Skin colour, the emblematic aspect of racism, has been resurrected under the banner of anti-racism. A tourist leaflet produced by the German city of Koln announced: “All whites are racists.” In 2020, Black Lives Matter activists are shouting the same thing. All whites are innately disgraceful. But Adamson asks why, if self-idealization is a lie, then why not also self-hatred? And if we are all racists then why do we preoccupy ourselves with the struggle against racism? Shouldn’t racists support racism?
Adamson cites Yehudi O. Webster’s observation that, “[r]eferences to human beings as white people and black people are part of a tradition of anatomical reductionism that … belong to the blunders of a bygone biology.” The only ones who have defended ethnic belonging in terms of skin colour are the National Socialists, which does not enhance the masochist nationalist’s progressive self-image. Webster points out that “the racial inventory” used by certain critics of white supremacy smacks of the pseudoscience of Cesare Lombroso’s mid-nineteenth century physiognomy. An editorial in the leaflet distributed by the town of Koln stated, “We love human beings with different skin colour and shapes of their head.”

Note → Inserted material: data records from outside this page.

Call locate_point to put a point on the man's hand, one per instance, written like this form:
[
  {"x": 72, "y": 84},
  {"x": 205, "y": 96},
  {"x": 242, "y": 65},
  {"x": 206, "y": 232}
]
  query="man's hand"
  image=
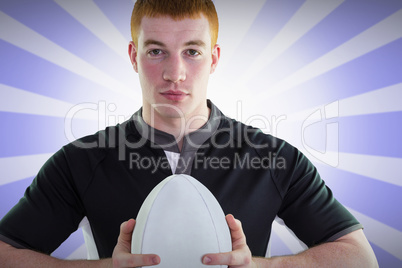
[
  {"x": 122, "y": 256},
  {"x": 240, "y": 256}
]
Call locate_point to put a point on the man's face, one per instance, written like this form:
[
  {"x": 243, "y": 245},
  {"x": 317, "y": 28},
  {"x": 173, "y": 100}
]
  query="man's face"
[{"x": 174, "y": 60}]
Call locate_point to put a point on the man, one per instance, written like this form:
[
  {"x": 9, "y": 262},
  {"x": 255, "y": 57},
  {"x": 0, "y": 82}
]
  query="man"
[{"x": 254, "y": 176}]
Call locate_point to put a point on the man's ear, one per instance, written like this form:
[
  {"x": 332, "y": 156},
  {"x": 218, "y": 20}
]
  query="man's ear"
[
  {"x": 132, "y": 53},
  {"x": 216, "y": 54}
]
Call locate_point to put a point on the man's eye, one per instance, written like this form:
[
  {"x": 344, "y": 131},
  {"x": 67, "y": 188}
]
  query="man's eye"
[
  {"x": 155, "y": 52},
  {"x": 193, "y": 52}
]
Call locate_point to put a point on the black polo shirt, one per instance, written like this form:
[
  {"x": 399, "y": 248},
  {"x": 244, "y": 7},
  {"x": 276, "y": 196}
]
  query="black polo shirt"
[{"x": 106, "y": 177}]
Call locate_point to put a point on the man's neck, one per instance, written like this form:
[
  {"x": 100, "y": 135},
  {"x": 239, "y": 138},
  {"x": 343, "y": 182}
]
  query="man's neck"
[{"x": 178, "y": 126}]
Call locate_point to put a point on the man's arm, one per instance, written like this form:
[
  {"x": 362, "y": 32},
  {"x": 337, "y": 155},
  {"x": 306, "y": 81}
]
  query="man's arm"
[
  {"x": 12, "y": 257},
  {"x": 351, "y": 250}
]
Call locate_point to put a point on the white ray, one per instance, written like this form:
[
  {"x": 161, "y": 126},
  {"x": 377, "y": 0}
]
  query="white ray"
[
  {"x": 16, "y": 100},
  {"x": 384, "y": 236},
  {"x": 287, "y": 236},
  {"x": 235, "y": 19},
  {"x": 21, "y": 36},
  {"x": 79, "y": 254},
  {"x": 384, "y": 169},
  {"x": 384, "y": 100},
  {"x": 21, "y": 167},
  {"x": 308, "y": 16},
  {"x": 92, "y": 17},
  {"x": 382, "y": 33}
]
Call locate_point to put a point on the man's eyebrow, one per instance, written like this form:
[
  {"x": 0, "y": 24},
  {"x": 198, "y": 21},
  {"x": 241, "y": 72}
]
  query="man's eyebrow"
[
  {"x": 196, "y": 43},
  {"x": 153, "y": 42},
  {"x": 189, "y": 43}
]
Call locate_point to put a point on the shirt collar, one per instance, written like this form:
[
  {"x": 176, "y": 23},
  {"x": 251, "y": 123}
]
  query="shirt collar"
[{"x": 191, "y": 142}]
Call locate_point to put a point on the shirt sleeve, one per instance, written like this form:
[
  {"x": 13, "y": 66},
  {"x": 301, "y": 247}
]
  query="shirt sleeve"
[
  {"x": 49, "y": 211},
  {"x": 309, "y": 207}
]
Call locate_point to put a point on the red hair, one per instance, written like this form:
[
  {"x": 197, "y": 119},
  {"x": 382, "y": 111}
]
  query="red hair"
[{"x": 176, "y": 9}]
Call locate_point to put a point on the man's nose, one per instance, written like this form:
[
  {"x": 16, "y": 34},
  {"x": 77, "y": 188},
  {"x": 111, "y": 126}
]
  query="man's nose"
[{"x": 175, "y": 70}]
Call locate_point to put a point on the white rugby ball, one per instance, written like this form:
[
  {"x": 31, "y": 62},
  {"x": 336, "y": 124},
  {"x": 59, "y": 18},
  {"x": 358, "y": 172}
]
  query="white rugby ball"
[{"x": 180, "y": 220}]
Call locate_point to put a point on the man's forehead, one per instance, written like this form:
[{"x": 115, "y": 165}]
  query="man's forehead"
[{"x": 160, "y": 26}]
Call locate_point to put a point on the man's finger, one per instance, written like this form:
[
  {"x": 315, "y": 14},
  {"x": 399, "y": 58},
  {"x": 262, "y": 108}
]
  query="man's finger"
[
  {"x": 236, "y": 232},
  {"x": 136, "y": 260},
  {"x": 126, "y": 231},
  {"x": 227, "y": 258}
]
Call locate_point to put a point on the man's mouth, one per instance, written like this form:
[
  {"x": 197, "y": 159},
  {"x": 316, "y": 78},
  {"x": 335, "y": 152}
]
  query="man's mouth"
[{"x": 174, "y": 95}]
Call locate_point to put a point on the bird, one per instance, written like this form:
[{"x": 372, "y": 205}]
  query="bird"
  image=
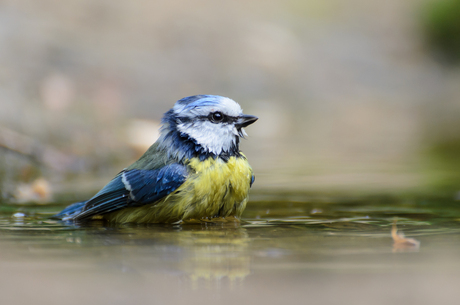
[{"x": 194, "y": 172}]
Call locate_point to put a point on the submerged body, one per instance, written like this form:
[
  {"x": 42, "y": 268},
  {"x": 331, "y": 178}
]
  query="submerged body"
[{"x": 194, "y": 172}]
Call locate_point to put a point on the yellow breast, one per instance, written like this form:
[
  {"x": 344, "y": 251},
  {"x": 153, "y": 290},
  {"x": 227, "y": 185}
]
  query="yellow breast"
[{"x": 214, "y": 188}]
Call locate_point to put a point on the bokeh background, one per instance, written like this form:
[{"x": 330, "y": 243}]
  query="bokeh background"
[{"x": 353, "y": 96}]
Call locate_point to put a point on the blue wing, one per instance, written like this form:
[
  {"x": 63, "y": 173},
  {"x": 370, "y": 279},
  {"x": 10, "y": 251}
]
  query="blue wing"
[{"x": 131, "y": 188}]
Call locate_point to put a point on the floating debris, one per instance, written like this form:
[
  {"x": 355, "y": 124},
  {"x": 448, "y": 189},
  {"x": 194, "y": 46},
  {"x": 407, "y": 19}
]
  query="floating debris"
[{"x": 402, "y": 243}]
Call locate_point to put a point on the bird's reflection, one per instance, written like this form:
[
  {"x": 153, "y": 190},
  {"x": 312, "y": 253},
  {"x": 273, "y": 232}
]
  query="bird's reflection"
[{"x": 209, "y": 252}]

On one hand we have Martin Luther King, enlightened leftists and Marxists, feminists un-crippled by relativism, cautious universalists, liberals who take this label seriously – who all say colour doesn’t count; and on the other hand, we have an unholy alliance of nationalists, multiculturalists, adherents of political correctness, Islamists and intersectional feminists who all insist colour does count.
What, asks Adamson, is the difference between one form of segregation and native pride and the other? Both hold deeply conservative views and prefer the company of their own kind. Skin colour may make learning more interesting, but you cannot escape racial segregation by replacing negative stereotypes with positive ones. From the point of view of principle, it is no different if you wish to fence off whites from the lives of black people or the other way around. In both cases it is about amassing all things exotic into a cage of colourful splendour for us Westerners to marvel at – either on our high horses or in post-imperialist shame and fascination."